Samuel is the founder and CEO of Ilana, a luxury fashion store for Black fashion brands and a community platform that gives fashion designers free expertise across a four-stage development process. The name Ilana literally means pathway. The mission is to create pathways for Black fashion designers who the industry routinely shuts out. The personal story is that Samuel's mother was an aspiring fashion designer who never got to see her work sold globally, and Ilana exists in honour of her memory.

This conversation is about what it takes to start over after a pandemic, the four C's that Samuel believes every successful entrepreneur shares, why he runs a community of designers across continents on WhatsApp instead of email, and his vision of becoming the Shopify of West African fashion.

Key Takeaways: Building a Marketplace and a Movement

The Founder's Path:

  • 20 years of entrepreneurship, multiple failed startups in the first 10 years, then 3.5 years at Swiggy and a stint at QMAT before jumping back into building
  • Desk, a co-working marketplace, was killed overnight by COVID. The recovery move was a single rhetorical tweet about Black fashion brands that turned into Ilana within 6 months
  • Ilana is named after the word for "pathway" in honor of Samuel's mother, an aspiring fashion designer who didn't get to see her work sold globally

The Ilana Model:

  • Two-sided platform. Consumers shop luxury Black fashion brands on the e-commerce store. Designers join a community and get free expertise through a four-stage development process
  • Only revenue stream is a 20% commission on store sales. The community is intentionally free, with monetization planned through future memberships
  • Fashion designers in the community are mentored by other fashion designers volunteering their expertise, with the long-term plan to pay them once memberships scale

The Operating Reality:

  • Communication primarily happens on WhatsApp because most West African designers don't use email as their primary channel. Email felt almost alien to them
  • Facebook ads in West Africa converted at a fraction of the cost compared to UK ads, with significantly higher reach per dollar
  • The hardest part of the journey wasn't sign-ups. It was getting designers engaged in the community after they signed up. Onboarding required heavy hand-holding

Q: You've been an entrepreneur for almost 20 years. Which failure hit you the hardest?

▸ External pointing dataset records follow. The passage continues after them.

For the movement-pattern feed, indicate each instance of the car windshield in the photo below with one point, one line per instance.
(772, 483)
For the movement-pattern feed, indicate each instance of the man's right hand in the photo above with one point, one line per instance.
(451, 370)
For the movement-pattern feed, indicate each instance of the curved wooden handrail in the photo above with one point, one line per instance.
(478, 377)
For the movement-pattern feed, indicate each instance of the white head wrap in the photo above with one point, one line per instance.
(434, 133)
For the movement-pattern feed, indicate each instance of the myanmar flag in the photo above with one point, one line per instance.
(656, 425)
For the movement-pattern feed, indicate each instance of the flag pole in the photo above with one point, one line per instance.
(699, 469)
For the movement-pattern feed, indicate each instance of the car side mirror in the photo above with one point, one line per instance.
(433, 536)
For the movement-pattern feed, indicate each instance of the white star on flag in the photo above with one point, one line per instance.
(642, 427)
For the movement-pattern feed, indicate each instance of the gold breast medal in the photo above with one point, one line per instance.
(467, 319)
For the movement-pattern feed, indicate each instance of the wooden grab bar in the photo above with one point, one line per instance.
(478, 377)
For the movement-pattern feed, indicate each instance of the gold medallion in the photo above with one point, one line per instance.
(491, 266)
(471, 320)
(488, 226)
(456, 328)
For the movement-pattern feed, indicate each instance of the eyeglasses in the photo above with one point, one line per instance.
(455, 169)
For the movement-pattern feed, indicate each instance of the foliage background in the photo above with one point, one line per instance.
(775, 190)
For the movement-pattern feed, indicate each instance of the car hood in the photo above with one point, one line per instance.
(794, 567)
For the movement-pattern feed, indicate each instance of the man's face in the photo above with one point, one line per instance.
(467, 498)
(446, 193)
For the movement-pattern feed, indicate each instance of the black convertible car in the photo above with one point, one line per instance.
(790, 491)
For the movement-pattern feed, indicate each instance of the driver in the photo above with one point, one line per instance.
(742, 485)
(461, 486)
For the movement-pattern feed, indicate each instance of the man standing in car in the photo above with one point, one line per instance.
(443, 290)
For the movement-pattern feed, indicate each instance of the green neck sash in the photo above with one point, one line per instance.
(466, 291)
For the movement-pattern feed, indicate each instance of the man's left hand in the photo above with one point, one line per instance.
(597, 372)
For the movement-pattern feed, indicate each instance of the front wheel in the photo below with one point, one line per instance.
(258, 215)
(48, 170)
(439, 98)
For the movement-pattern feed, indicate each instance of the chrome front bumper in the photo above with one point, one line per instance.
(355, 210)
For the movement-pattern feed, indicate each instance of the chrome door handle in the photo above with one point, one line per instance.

Samuel: I'll definitely say Desk. That was a marketplace where you could find co-working space locally, quickly and affordably. We started just before COVID, and the climate at the time we started, people were excited for what we were building. But once COVID hit, that essentially killed the business overnight.

It hit me hard. Obviously COVID was a hard time for a lot of people, but in the midst of it I was trying to figure out what next. Thankfully we were able to start Ilana in the midst of that.

ChaiNet's Hot Take: External shocks reset every founder's pipeline whether they like it or not. Samuel didn't blame the macro. He pivoted in months. The real founder muscle isn't surviving a good market. It's building a new business in the middle of someone else's crisis.

Q: Ilana started from a tweet. Walk us through that.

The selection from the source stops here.